How to Read with Other People

Today from our partner site Art Practical, we bring you an excerpt of Orit Gat’s essay on the art-magazine reading group she co-founded. The members of the group meet each month to evaluate every part of a single magazine, from cover to cover; Gat notes: “art magazines play a role in the way we all assess our place and opinions in regard to the art world.” This article was originally published on May 27, 2015.

Contemporary Art Magazines Critical Reading Group meeting, April 27, 2015. Courtesy of Triangle, New York. Photo: Elena Levi.

Contemporary Art Magazines Critical Reading Group meeting, April 27, 2015. Courtesy of Triangle, New York. Photo: Elena Levi.

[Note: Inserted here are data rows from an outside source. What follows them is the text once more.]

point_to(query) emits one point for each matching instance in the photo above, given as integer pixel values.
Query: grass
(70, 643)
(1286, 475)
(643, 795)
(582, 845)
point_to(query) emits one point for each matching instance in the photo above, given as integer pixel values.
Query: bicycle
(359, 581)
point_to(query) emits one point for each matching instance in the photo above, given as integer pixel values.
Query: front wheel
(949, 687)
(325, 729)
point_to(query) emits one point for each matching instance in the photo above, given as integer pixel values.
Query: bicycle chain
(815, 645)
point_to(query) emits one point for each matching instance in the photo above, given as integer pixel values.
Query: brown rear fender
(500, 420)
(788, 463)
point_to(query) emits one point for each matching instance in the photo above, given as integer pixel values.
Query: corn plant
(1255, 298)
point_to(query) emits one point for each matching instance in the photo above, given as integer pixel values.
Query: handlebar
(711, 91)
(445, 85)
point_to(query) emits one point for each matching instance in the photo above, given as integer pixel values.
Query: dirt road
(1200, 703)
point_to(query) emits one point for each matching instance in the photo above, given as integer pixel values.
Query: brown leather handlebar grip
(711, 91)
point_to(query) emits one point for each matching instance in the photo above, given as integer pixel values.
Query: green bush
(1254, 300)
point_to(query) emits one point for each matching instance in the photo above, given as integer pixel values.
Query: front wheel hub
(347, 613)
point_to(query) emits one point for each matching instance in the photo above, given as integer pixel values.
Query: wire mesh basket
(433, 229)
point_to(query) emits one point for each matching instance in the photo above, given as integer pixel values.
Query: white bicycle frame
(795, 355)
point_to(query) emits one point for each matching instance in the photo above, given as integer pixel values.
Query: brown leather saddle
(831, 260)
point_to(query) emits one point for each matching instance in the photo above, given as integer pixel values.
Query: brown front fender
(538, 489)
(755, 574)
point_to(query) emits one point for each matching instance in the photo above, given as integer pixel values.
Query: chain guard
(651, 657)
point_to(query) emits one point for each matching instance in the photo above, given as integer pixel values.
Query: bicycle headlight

A year and a half ago, my friend Clara and I emailed most people we knew in New York to see who may be interested in joining us in reading art magazines cover to cover. We called it the “Contemporary Art Magazines Critical Reading Group” (in hindsight, we should have named it something shorter, or at least have a better acronym than CAMCRG) and organized it via the Public School New York. The idea was to focus on a different art magazine at every session, and talk about the overall composition of any given issue, as well as specific articles, and the larger contribution a magazine makes or could make. We started with Artforum. It seemed like it would fit this methodology perfectly, since we all came to reading it cover to cover (for the first time, because really, who does that?) with a particular knowledge or opinion of the magazine, its history, its current status, and its style, and we all had certain expectations from it.

“Any surprises?” was the first thing we discussed in that initial meeting. I remember presuming that Artforum would be much more unequal and—sorry—boring than it was. The conversation very quickly veered from the lovely discovery that reading cover-to-cover is much more engaging than selective reading, to discussing the tone of writing in Artforum, the feeling that the magazine emphasizes a style and language that generates a sense of authority. Which brought about a discussion of how Artforum is actively writing the history of contemporary art—or at least, believes that’s what it does. That’s why the magazine opens with the obituaries, we laughed.